Thomson, once known as the Melbourne Tiger and elected to the World Golf Hall of Fame in 1988, said the future may have to be very different for golf in Australia. "We have to be satisfied with a role as a nursery for our own players. We will struggle to survive. To find sponsors for tournaments, we have to ensure that they are televised. That's where we are running into serious problems."
Another issue, Thomson added, is to inspire golf to compete with sports such as cricket for television audiences, although he added: "I don't know how to make golf more exciting . . . it's not a pretty picture for professional golf in Australia."

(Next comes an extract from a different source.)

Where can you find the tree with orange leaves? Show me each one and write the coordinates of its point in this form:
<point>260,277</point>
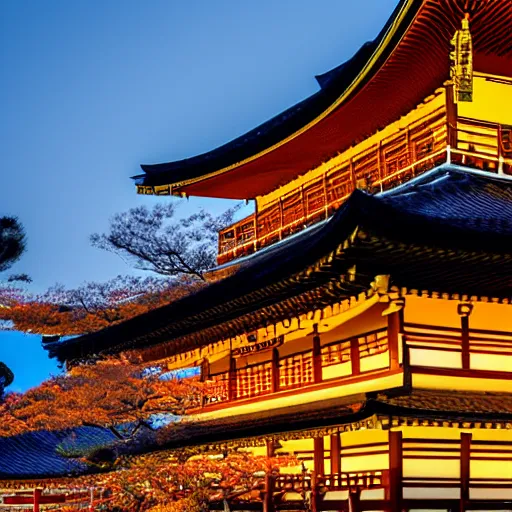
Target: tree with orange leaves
<point>105,394</point>
<point>90,307</point>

He also believes it is important for the various professional tours to link forces and maximize what they have to offer players and sponsors. "It is vital that tours cooperate and that they respect each other's territories and times," said Thomson, reacting to a question about the European Tour's decision to stage two events in Asia without consulting the host circuit.
"This way they will not leave a free-for-all for who can dominate. That could do a lot of damage - I hope the problems can be resolved."
South African PGA Tour commissioner Johan Immelman, meanwhile, said the future was bright for golf in the Southern Hemisphere. "We will always be one of the graduation tours, where players serve their apprenticeship," said the father of pro golfer, Trevor Immelman. "It is vital for Australia and the Sunshine Tour to grow. We do produce world beaters."
Immelman also believes that GolfEx Dubai, which brought together the business of the world of golf at one venue as well as providing a platform for industry heavyweights to network, share knowledge and broker deals, will go from strength to strength after making an auspicious start. "This is an idea whose time has come," he said. "I believe that this could become the place where people come together at the start of the year to chart the course of golf business for the next 12 months."